Бесенок в голове Феликса хлопнул в ладоши, захохотал: «Он мертв, он кукла, толкни — и, бездыханный, сползет с ящика. Погляди, восковая голова уже оплывает на солнце». Феликс испугался, но, будто услышав его, старик обернулся к машине. Лицо его не выражало ни ненависти, ни презрения, а воспринимало машину мученически и с великой досадой. В машине зашевелились, с кузова отвалилась грязь. Старик не проклинал военных, а пускал тягучую слюну. Она сверкающей паутиной ложилась на черный лапсердак, колени, грудь, а язык из-за беззубых десен продолжал выталкивать все более обильные порции слюны. Теперь старик показался Феликсу коконом, опутанным серебристой паутиной, и время потекло назад, сквозь тысячелетия, в рыжие пески, к преосвященному храму Иерусалимскому, и Феликс видел его белую стену, а из кокона вылупливался и расправлял крылья Нудельман. Феликс вслушался и стал понимать: «Ты спас меня, Милостивый, но что я могу для этих несчастных? Они считают себя умнее Соломона. Они не едят опресноков и забыли идиш. У них в домах Твой металл, Твои камни и резная кость. Они хотят быть счастливыми, имея то, что им не принадлежит. А разве может быть человек счастлив от того, что ему не принадлежит? Золото может принадлежать только Тебе, Твоему первому храму. Ты привел большой и страшный грузовик. Они не будут больше кушать тэйгалы в меду, им будет холодно, и будет мерзлый хлеб. Они поймут, что нет вкусней еды, чем опресноки. Я ухожу в Твой город Иерусалим».

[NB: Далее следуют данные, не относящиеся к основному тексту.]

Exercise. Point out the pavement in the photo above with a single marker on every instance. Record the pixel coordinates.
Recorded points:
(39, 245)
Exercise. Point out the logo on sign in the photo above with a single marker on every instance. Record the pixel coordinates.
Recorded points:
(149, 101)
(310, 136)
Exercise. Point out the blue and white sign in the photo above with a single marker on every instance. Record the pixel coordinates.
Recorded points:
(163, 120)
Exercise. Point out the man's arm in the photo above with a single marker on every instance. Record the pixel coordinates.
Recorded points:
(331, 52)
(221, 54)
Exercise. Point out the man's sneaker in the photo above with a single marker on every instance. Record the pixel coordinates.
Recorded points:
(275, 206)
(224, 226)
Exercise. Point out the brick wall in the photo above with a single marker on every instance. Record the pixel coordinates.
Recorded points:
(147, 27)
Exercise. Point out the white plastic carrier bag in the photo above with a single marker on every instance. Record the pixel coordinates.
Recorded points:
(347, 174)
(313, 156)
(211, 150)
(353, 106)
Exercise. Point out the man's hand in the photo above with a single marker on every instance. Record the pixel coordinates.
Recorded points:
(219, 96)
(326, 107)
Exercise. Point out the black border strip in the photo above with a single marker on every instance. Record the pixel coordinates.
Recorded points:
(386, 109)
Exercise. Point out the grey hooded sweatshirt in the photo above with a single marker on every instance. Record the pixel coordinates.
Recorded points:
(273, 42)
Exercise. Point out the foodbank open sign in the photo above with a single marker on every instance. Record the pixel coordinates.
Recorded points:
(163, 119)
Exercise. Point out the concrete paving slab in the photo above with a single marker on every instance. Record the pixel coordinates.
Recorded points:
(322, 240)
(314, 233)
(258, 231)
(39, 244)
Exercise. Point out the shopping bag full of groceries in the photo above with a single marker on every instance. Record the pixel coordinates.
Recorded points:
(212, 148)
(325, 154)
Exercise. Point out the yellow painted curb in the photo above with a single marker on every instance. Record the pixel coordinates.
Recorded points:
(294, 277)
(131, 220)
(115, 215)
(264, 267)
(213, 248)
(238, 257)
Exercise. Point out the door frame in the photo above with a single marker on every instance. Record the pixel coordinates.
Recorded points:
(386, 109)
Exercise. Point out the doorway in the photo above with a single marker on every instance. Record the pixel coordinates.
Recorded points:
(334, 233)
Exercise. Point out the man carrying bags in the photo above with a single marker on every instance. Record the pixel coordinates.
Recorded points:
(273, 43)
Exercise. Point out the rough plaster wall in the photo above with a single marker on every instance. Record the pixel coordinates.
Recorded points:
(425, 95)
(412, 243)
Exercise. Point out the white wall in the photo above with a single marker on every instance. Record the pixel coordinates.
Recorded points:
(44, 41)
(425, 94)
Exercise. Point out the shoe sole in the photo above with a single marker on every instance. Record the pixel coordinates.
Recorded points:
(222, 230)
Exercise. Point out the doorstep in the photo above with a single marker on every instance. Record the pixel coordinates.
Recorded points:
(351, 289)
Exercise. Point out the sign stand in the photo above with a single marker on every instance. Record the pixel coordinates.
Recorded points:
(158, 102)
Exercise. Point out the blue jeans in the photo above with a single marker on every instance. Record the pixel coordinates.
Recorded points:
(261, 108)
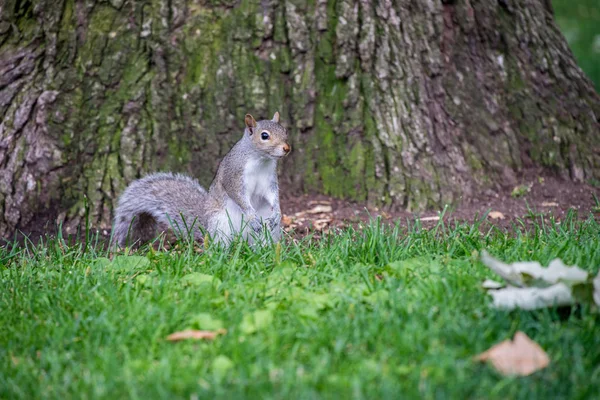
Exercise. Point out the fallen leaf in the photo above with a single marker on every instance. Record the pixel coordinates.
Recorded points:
(521, 356)
(313, 202)
(490, 284)
(195, 335)
(549, 204)
(286, 220)
(533, 274)
(322, 223)
(532, 298)
(320, 209)
(496, 215)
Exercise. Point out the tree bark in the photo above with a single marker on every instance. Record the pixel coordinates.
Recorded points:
(404, 103)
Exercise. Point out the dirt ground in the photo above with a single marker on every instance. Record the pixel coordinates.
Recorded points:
(545, 196)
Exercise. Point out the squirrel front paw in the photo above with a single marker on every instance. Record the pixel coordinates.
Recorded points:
(274, 220)
(255, 225)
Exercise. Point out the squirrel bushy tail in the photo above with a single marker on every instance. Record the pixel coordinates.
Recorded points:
(155, 202)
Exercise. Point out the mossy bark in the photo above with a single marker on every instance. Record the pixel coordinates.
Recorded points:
(407, 103)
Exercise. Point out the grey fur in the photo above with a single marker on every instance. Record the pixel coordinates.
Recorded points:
(159, 201)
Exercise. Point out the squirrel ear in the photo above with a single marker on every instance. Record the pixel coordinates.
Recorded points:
(250, 123)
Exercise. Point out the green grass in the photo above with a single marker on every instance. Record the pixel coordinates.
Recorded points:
(371, 313)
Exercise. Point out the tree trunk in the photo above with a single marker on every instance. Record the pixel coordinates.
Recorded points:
(403, 103)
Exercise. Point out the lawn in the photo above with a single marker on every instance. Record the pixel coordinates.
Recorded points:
(366, 313)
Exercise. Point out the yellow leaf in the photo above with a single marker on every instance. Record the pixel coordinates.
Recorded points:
(521, 356)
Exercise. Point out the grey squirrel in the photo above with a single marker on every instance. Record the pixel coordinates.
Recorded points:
(243, 197)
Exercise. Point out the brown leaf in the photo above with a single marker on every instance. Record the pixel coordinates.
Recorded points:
(322, 223)
(286, 220)
(496, 215)
(521, 356)
(195, 334)
(549, 204)
(313, 202)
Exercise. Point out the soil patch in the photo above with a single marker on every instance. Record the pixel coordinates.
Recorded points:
(536, 197)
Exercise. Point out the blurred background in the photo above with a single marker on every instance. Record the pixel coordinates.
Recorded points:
(579, 21)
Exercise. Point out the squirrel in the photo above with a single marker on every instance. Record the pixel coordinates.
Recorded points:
(243, 197)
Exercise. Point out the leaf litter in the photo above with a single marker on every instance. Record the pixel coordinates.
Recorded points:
(520, 356)
(531, 286)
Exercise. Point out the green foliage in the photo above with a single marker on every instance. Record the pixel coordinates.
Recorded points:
(580, 23)
(369, 313)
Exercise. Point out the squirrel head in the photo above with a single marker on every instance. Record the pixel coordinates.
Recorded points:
(268, 136)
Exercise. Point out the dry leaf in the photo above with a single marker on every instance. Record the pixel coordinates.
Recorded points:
(313, 202)
(490, 284)
(195, 334)
(521, 356)
(496, 215)
(320, 224)
(286, 220)
(531, 273)
(425, 219)
(532, 298)
(320, 209)
(549, 204)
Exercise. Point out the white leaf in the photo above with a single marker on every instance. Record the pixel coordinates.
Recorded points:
(532, 298)
(490, 284)
(597, 289)
(517, 273)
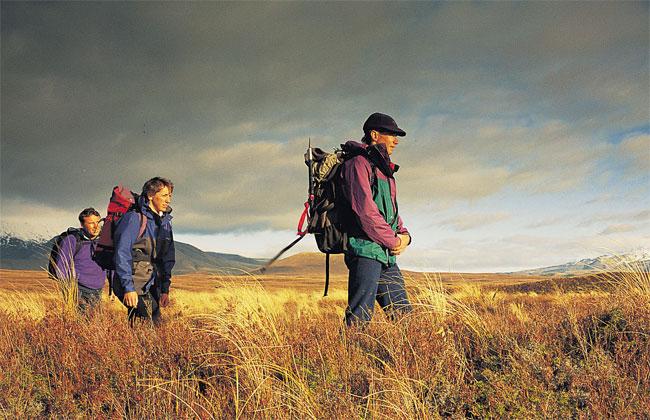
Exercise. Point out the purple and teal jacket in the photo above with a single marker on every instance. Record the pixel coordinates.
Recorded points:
(373, 200)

Старик задумчиво размазал слюну по груди, и грубо-шерстяное сукно слюдянисто заблестело, затем развел руками и ногами, словно жук, разрывая невидимую паутину, вылупился из кокона и с интересом разглядывал фабрику, коптящую трубу, постройки под слоем сажи, черные крыши. Он постоял, притоптывая, будто пробивая твердь земли, пробормотал что-то и, расправив крылья, решительно двинулся к выходу. И Феликс не удивился тому, что ноги старика не касаются земли.
— Вот и начало — он уходит, — прошептал Феликс.
Из окон глядели и председатель, и зам, и еще многие лица с презрением и испугом, и слово «уходит» витало над фабрикой. А старик словно на каракулевом подносе нес свой желтый, деформированный веками череп с затычками в ушах; сукно, окропленное слезами, с невыбитой пылью, покрывало круглую спину, узкие руки и хилую грудь. Пылью погромных ночей, пылью Освенцима, Майданека, эвакуации, пылью восточных базаров, керосиновых лавок, аптек, пылью противотанковых рвов. Он нес эту пыль к стенам Иерусалима, и не было силы, способной остановить его.
Дверца машины распахнулась, и капитан спрыгнул на землю.